CRIME Court of Appeal (Criminal Division) Fresh evidence Evidence received at request of Crown Whether court entitled to receive such evidence where purpose not to rebut fresh evidence introduced by appellant Criminal Appeal Act 1968, s 23 (as amended by Criminal Appeal Act 1995, ss 4(1), 29, Sch 3)
R v Hanratty (deceased)
CA: Lord Woolf CJ, Mantell LJ and Leveson J: 10 May 2002
There was no reason why, on an appeal against conviction, the prosecution should not introduce fresh evidence which did not directly address the grounds of appeal and was intended to weaken the appeal. The overriding purpose of s 23 of the Criminal Appeal Act 1968 (as amended) was that the power to admit fresh evidence should be to assist the court in furthering the interests of justice.
The Court of Appeal (Criminal Division) so held in dismissing an appeal by James Hanratty, deceased, by his brother, Michael Hanratty, against his conviction on 17 February 1962 at Bedford Assizes, before Gorman J and a jury, of the murder of Michael Gregsten on 23 August 1961, when Valerie Storie was raped and also shot. He was sentenced to death. On 26 March 1999 the Criminal Cases Review Commission, having obtained DNA profiles from the seminal fluid found on Valerie Storie's knickers and from the exhumed body of James Hanratty, referred the conviction to the Court of Appeal (Criminal Division) pursuant to s 13 of the Criminal Appeal Act 1995.

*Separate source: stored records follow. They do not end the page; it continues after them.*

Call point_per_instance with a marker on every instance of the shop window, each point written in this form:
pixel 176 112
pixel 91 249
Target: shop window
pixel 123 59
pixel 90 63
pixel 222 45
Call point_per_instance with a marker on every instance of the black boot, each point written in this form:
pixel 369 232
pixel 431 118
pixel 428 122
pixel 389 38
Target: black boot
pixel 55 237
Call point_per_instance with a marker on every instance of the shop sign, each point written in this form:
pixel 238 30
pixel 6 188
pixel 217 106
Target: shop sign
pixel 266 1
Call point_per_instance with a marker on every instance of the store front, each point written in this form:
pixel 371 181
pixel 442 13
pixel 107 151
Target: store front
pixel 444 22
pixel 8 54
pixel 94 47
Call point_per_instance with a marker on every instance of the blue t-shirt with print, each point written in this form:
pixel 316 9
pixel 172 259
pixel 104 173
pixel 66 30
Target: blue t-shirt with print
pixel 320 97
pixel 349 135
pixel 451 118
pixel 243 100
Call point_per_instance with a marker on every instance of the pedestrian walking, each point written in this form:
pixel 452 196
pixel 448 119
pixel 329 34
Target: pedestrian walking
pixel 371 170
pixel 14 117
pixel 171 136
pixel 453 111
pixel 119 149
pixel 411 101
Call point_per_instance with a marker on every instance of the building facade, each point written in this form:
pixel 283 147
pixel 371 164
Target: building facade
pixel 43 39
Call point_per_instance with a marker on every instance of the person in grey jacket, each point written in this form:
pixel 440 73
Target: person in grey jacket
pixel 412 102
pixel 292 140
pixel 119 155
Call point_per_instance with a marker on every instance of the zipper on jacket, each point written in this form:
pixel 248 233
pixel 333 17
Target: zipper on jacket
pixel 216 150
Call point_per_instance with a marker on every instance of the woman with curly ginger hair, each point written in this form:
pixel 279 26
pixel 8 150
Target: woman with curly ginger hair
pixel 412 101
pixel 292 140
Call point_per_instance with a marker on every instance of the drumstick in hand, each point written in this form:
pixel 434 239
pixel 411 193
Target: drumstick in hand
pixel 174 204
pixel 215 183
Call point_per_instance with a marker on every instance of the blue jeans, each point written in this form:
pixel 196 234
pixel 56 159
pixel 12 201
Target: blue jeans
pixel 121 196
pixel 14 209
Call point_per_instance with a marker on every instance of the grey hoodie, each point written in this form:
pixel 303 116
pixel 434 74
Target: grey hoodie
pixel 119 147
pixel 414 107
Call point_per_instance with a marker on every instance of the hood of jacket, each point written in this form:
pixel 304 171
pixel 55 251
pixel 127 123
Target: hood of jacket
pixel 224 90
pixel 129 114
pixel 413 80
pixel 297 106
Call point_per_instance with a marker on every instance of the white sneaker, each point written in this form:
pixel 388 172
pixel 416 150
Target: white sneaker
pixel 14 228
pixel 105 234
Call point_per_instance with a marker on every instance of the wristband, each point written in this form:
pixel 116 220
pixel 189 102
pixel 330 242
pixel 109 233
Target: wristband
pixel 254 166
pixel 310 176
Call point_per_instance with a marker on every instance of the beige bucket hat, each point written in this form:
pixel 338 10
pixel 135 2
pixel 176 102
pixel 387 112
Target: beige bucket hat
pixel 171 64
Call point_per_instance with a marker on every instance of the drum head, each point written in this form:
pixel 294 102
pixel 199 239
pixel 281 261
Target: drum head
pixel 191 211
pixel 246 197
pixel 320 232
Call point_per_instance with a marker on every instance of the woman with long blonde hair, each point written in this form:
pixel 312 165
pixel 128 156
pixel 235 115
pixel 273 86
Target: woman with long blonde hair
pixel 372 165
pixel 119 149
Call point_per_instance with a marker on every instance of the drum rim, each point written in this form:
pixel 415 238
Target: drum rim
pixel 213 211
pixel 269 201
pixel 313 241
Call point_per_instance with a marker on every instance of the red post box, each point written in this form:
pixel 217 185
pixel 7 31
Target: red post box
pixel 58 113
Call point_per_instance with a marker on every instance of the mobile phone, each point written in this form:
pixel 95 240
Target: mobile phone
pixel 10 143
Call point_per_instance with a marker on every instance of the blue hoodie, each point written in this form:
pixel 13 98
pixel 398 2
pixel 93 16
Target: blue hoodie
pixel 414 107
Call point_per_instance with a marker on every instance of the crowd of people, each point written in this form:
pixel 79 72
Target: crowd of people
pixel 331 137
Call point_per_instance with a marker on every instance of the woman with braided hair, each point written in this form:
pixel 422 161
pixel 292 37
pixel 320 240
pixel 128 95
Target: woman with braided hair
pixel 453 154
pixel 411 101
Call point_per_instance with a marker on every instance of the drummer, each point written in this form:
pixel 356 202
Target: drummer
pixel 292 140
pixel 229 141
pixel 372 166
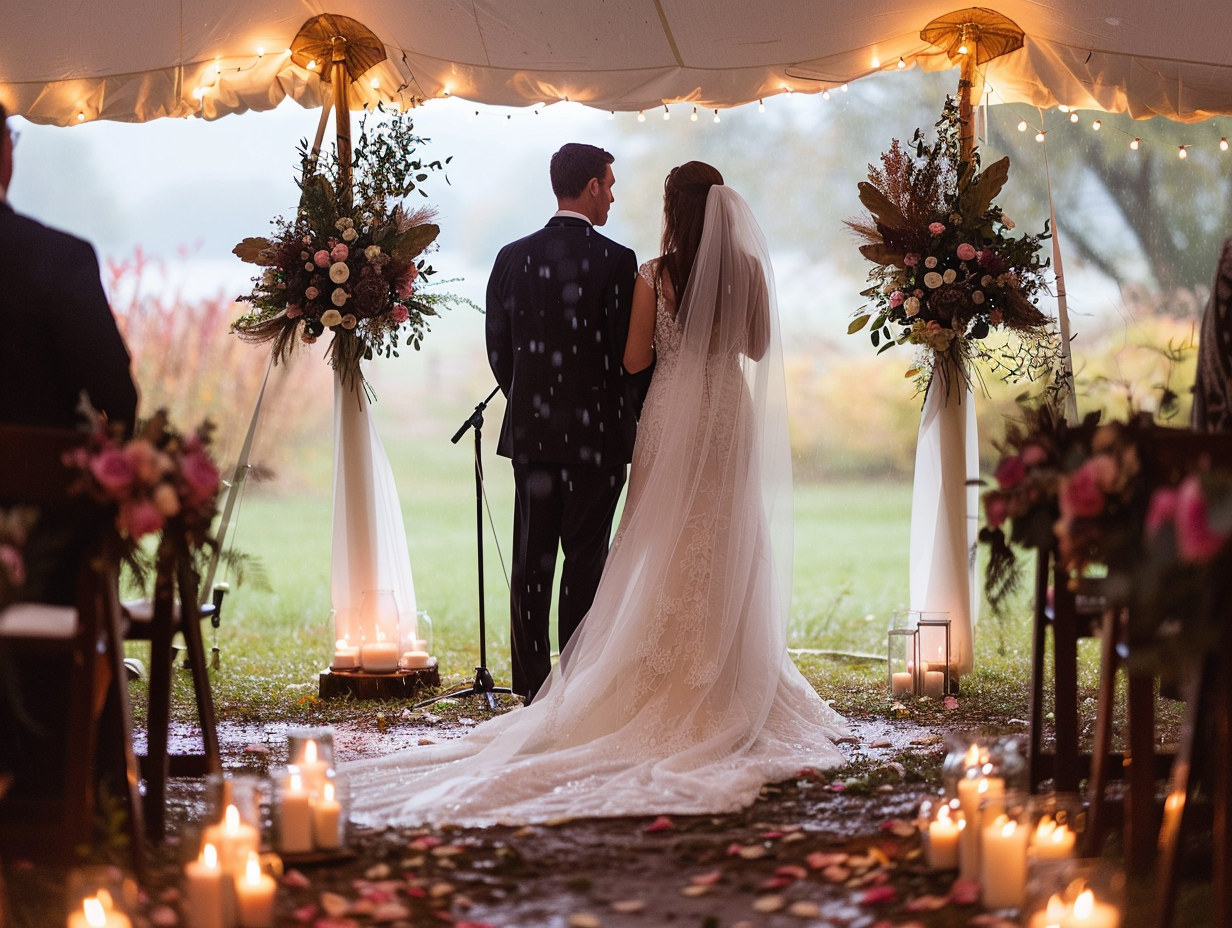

LORD WOOLF CJ, in the reserved judgment of the court, said that the
complaints made on behalf of the appellant were based on non-disclosure
for the purposes of the trial by the prosecution, fresh evidence which
was not available at the trial and omissions from the summing up of
directions which, by present-day standards, should have been included.
In opposing the appeal the Crown unusually wished to rely on fresh evidence,
in the form of DNA findings, which did not directly address the grounds
of appeal but which the prosecution contended clearly established the
guilt of the appellant, and it was conceded by counsel for the appellant
that, should it transpire that all possibility of contamination could
be excluded the DNA evidence pointed conclusively to James Hanratty
having been both the murderer and the rapist. Counsel for the appellant
submitted that if the Court of Appeal was not to exceed its role as
a court of review it could only receive fresh evidence on behalf of
the prosecution if that evidence was being relied upon to rebut fresh
evidence introduced on the appeal by the appellant. He focused on s
23(2) of the 1968 Act and in particular the requirement in 23(2)(b)
that the court in considering whether to receive fresh evidence should
have regard to whether it appeared that the evidence might afford any
ground for allowing the appeal. Their lordships did not accept that
submission. S 23(2) was subordinate to s 23(1) which conferred a general
discretion on the court to be exercised in the interests of justice.
Accordingly, the DNA evidence was admissible. Their Lordships considered
the possibility that the DNA samples had been contaminated but concluded
that they had not been.
Appearances: Michael Mansfield QC and Henry Blaxland QC (Bindman & Partners) for the appellant; Nigel Sweeney QC, Mark Dennis and David Perry (Crown Prosecution Service, Headquarters) for the Crown.
Reported by: Clare Barsby, barrister.